In the heat of protests on December 8, 2017, Telegram was blocked for more than a week and finally became available again on December 23, 2017.
Once again, it was reblocked on May 10, 2017, by Sangroudi's order. The judicial declaration of the Tehran Prosecutor's Office said at the time that ISPs must block Telegram in a way that nobody could have access to it even with filter breakers or tools similar to VPNs.
Within two days, the popular app was filtered by every ISP operating nationwide.
The judicial order triggered rumors about ICT Minister Jahromi's resignation, which he was later forced to deny.
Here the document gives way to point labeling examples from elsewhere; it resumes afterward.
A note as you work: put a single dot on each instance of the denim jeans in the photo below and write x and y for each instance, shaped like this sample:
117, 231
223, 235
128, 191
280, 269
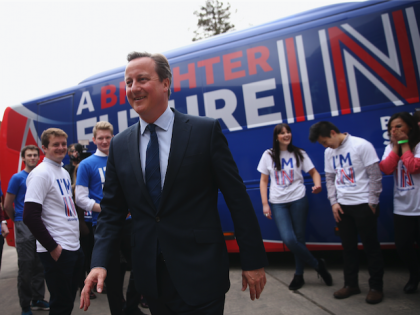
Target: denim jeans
290, 218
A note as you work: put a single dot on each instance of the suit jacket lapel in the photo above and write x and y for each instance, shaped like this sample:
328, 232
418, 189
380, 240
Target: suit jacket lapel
180, 137
134, 152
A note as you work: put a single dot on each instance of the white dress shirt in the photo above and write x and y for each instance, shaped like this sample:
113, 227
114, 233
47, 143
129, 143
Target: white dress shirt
165, 124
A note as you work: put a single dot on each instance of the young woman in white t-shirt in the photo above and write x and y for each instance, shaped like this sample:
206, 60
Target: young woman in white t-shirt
284, 164
402, 157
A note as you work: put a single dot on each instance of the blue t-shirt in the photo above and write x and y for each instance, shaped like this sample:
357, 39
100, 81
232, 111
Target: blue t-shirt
17, 186
91, 174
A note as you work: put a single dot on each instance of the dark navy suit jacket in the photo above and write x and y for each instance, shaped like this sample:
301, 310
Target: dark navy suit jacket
187, 223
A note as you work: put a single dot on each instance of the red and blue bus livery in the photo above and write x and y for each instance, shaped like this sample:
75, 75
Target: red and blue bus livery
354, 64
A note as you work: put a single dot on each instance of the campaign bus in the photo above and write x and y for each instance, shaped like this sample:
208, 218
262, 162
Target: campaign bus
354, 64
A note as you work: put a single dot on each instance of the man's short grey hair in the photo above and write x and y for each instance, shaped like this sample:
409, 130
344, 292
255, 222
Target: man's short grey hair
162, 67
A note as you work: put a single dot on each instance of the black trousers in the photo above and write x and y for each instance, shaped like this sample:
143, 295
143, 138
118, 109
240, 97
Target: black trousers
169, 301
62, 278
86, 242
407, 232
360, 220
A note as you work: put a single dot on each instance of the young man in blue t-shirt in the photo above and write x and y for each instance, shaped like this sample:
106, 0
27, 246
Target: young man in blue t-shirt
31, 285
89, 183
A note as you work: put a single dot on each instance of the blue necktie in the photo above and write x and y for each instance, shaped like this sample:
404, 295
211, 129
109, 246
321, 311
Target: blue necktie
153, 179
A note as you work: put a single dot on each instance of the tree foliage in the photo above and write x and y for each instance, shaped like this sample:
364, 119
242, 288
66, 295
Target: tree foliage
213, 19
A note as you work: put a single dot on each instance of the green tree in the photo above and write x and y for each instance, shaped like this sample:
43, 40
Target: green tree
213, 19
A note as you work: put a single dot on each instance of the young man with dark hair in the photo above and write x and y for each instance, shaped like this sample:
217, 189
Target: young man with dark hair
31, 286
57, 230
75, 154
354, 184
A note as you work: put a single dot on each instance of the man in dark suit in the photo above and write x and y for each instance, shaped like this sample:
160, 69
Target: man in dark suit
167, 170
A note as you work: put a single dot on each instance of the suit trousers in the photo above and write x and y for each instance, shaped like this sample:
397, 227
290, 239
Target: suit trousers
360, 220
115, 277
169, 301
62, 277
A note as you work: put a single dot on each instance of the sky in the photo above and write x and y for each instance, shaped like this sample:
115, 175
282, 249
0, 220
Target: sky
47, 46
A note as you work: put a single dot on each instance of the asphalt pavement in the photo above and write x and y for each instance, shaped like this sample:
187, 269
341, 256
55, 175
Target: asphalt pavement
313, 298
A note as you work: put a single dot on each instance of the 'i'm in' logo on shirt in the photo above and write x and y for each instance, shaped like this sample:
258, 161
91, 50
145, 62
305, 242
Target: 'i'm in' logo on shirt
405, 180
344, 170
102, 171
284, 178
69, 207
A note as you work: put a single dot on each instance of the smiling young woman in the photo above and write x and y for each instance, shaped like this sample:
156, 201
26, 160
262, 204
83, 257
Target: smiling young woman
284, 164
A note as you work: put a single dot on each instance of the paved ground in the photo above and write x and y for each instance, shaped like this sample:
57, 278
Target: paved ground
313, 298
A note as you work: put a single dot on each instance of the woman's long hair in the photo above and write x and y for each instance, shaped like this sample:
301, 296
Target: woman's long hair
275, 151
414, 134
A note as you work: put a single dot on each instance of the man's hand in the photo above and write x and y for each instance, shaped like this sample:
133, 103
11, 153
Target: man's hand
256, 280
96, 275
4, 230
336, 212
56, 253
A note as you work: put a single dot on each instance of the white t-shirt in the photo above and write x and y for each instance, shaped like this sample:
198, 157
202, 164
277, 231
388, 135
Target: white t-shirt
49, 185
349, 162
286, 185
406, 186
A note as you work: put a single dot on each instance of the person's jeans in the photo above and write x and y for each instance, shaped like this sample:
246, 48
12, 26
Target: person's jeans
62, 277
290, 218
360, 220
407, 232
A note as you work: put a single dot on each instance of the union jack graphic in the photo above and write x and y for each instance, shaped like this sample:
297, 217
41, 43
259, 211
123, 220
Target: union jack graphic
69, 207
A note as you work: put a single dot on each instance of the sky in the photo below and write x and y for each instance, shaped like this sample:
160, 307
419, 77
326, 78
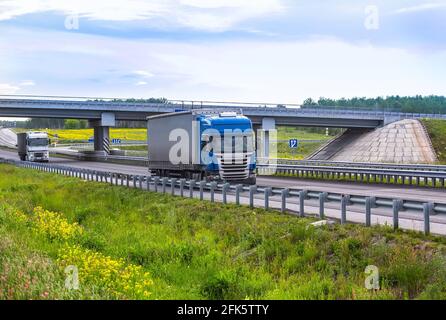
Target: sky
278, 51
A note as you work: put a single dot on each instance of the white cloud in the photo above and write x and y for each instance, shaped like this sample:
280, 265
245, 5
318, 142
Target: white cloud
6, 88
421, 7
217, 15
27, 83
143, 74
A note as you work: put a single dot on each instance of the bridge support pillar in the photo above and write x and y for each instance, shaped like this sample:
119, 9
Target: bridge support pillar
264, 137
102, 132
102, 139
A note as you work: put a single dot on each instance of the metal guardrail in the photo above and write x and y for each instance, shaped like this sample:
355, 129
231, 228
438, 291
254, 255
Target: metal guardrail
417, 167
374, 173
359, 174
413, 175
181, 186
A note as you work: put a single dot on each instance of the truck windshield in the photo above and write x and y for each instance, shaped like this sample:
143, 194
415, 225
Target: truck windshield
38, 142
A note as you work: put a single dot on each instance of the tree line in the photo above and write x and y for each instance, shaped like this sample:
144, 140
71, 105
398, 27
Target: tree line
416, 104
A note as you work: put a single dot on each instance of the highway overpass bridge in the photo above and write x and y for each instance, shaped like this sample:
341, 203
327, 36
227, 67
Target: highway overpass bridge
103, 114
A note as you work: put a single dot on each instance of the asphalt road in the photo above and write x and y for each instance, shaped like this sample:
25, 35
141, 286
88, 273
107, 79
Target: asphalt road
406, 192
408, 219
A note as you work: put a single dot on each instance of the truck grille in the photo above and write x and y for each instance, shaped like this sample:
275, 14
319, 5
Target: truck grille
234, 166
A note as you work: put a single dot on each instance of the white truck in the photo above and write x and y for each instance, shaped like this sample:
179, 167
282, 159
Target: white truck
33, 146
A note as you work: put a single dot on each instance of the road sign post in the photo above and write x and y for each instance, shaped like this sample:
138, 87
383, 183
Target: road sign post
294, 145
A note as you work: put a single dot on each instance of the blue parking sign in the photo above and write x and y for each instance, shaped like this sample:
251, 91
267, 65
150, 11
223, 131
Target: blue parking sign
294, 143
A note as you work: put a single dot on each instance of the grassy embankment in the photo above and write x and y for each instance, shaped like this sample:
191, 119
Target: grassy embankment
284, 133
437, 133
136, 244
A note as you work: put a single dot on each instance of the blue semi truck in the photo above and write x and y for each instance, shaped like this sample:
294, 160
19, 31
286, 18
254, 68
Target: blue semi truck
202, 145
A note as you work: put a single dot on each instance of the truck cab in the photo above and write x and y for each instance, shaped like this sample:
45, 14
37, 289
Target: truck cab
33, 146
233, 157
202, 144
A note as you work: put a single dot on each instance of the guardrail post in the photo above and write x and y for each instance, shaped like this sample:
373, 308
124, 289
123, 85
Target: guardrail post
225, 192
302, 196
267, 193
396, 211
173, 182
284, 195
252, 191
191, 188
428, 209
322, 198
156, 182
344, 203
369, 202
182, 184
202, 184
213, 187
164, 184
147, 179
238, 189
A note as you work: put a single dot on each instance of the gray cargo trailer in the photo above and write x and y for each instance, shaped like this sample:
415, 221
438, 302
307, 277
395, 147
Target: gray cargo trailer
168, 133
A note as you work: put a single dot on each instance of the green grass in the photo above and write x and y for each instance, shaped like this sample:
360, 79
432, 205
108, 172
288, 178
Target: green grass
200, 250
437, 133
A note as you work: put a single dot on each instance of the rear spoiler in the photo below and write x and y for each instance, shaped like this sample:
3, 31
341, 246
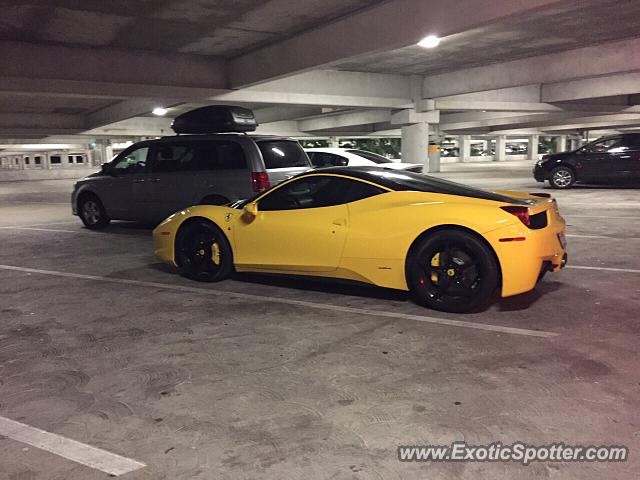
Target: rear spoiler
541, 201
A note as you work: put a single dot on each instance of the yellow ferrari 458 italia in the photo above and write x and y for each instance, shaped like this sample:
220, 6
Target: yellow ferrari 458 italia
451, 245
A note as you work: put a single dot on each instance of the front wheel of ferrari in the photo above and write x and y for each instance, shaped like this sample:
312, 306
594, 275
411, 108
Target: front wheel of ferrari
203, 252
453, 271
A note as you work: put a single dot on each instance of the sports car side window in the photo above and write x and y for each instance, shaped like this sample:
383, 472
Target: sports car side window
317, 191
360, 191
134, 161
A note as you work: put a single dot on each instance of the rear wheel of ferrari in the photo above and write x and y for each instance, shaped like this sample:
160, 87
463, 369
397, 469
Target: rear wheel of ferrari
203, 252
562, 177
452, 271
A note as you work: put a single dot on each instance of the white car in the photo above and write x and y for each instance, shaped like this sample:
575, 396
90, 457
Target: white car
352, 157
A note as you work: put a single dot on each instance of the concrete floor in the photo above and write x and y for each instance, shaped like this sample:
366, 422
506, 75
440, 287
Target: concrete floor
202, 385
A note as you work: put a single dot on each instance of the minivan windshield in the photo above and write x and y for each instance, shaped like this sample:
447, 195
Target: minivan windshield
283, 154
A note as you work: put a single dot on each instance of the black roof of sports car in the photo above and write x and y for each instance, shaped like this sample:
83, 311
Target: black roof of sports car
401, 180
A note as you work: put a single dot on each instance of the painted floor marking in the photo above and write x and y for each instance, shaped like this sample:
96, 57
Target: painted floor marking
605, 269
598, 216
287, 301
78, 452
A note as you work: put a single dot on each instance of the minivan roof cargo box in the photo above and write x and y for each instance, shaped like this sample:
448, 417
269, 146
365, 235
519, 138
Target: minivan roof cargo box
215, 119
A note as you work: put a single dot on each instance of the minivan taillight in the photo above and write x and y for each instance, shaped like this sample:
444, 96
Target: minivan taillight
521, 212
259, 181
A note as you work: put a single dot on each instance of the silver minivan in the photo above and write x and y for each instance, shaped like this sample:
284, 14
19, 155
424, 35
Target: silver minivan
152, 179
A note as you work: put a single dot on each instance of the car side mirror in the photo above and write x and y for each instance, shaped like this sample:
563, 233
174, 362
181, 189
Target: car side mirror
250, 211
106, 168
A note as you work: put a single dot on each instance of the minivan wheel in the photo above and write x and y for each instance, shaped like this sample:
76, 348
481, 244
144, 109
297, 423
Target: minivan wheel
452, 271
92, 212
203, 252
562, 177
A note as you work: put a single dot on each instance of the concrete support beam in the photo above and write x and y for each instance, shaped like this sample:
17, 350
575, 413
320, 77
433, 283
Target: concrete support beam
410, 116
350, 36
561, 143
415, 145
533, 147
464, 147
604, 86
37, 61
615, 57
284, 112
501, 148
341, 120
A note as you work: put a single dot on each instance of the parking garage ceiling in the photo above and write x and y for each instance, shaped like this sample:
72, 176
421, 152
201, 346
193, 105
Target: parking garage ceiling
223, 28
556, 29
502, 67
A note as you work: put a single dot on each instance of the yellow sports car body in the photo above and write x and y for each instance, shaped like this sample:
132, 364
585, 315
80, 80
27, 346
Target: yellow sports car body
451, 245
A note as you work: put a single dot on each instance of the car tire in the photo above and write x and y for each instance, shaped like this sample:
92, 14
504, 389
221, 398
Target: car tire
92, 212
453, 271
203, 252
562, 177
214, 200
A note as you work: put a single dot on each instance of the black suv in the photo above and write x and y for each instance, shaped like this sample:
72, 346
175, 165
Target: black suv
614, 158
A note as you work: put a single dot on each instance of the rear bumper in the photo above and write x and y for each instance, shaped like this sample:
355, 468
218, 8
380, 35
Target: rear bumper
523, 263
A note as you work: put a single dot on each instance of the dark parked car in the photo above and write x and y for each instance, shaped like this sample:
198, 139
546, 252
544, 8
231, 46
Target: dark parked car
609, 159
152, 179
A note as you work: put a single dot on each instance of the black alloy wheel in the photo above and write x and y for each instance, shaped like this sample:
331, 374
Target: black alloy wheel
203, 252
92, 212
453, 271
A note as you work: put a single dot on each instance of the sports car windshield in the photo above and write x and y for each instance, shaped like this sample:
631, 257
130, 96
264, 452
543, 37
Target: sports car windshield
374, 157
423, 183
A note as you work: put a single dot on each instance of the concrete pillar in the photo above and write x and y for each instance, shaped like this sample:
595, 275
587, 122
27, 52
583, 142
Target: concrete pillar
464, 147
501, 148
561, 143
533, 147
415, 145
103, 152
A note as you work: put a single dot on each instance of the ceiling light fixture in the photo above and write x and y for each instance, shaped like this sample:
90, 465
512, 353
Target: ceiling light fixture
429, 42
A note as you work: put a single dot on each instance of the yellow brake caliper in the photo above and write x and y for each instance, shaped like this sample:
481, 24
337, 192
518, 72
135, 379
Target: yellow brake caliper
215, 253
435, 262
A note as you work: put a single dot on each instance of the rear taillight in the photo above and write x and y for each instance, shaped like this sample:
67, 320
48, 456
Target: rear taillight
259, 181
521, 212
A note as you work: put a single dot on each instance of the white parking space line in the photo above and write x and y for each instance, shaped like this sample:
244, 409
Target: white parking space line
604, 269
287, 301
82, 453
37, 229
608, 237
598, 216
40, 224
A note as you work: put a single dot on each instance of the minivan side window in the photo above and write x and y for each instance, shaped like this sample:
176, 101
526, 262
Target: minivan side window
603, 146
134, 161
282, 154
317, 191
324, 159
214, 155
198, 156
172, 157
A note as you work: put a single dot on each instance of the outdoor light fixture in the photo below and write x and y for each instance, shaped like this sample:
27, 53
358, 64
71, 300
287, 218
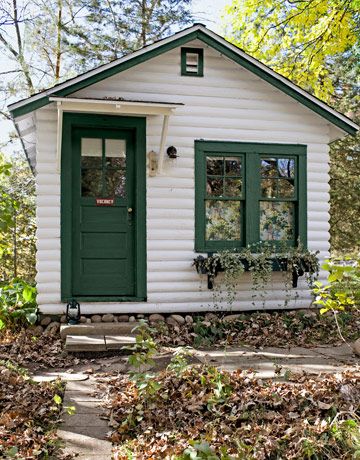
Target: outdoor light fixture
172, 152
73, 312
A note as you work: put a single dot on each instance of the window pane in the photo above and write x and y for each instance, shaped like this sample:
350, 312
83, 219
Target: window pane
286, 167
223, 220
115, 183
269, 167
115, 153
91, 182
91, 147
268, 188
276, 220
91, 152
214, 166
192, 62
233, 166
285, 188
233, 187
278, 167
214, 186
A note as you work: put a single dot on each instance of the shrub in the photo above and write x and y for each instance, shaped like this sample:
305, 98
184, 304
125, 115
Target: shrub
342, 292
17, 304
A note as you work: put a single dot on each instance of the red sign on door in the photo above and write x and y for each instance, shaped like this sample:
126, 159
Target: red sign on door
104, 201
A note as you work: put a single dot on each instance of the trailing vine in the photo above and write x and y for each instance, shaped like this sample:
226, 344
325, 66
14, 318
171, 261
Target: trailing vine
261, 260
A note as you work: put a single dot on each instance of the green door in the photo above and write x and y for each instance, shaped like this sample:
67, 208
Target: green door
103, 213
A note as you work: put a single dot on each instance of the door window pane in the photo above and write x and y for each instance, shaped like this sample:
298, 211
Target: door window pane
91, 164
91, 153
233, 166
276, 220
214, 166
115, 154
268, 188
91, 182
285, 188
223, 220
115, 182
214, 186
233, 187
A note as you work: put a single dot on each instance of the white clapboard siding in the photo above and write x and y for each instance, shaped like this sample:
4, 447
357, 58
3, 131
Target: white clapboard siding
228, 103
However, the ICT Ministry released a statement criticizing the judicial order and stating that it's impossible to restrict the flow of information online.
Meanwhile, Rouhani's government has repeatedly been accused of secretly considering the topic of blocking access to Telegram, with Rouhani recently insisting on April 3, 2018, that Iran is not planning to ban the popular messaging application Telegram.
Reacting to reports about the possible banning of the application, Rouhani explained in a meeting with high-ranking state officials that introducing homegrown messaging applications aims to put an end to Telegram's monopoly on messaging in Iran.
The two-time experience of blocking Telegram in Iran shows that Iranian users did not migrate to alternative services, such as the foreign WhatsApp or the domestic Soroush messenger, but resorted to Internet censorship circumvention, BBC reported on June 6, 2018.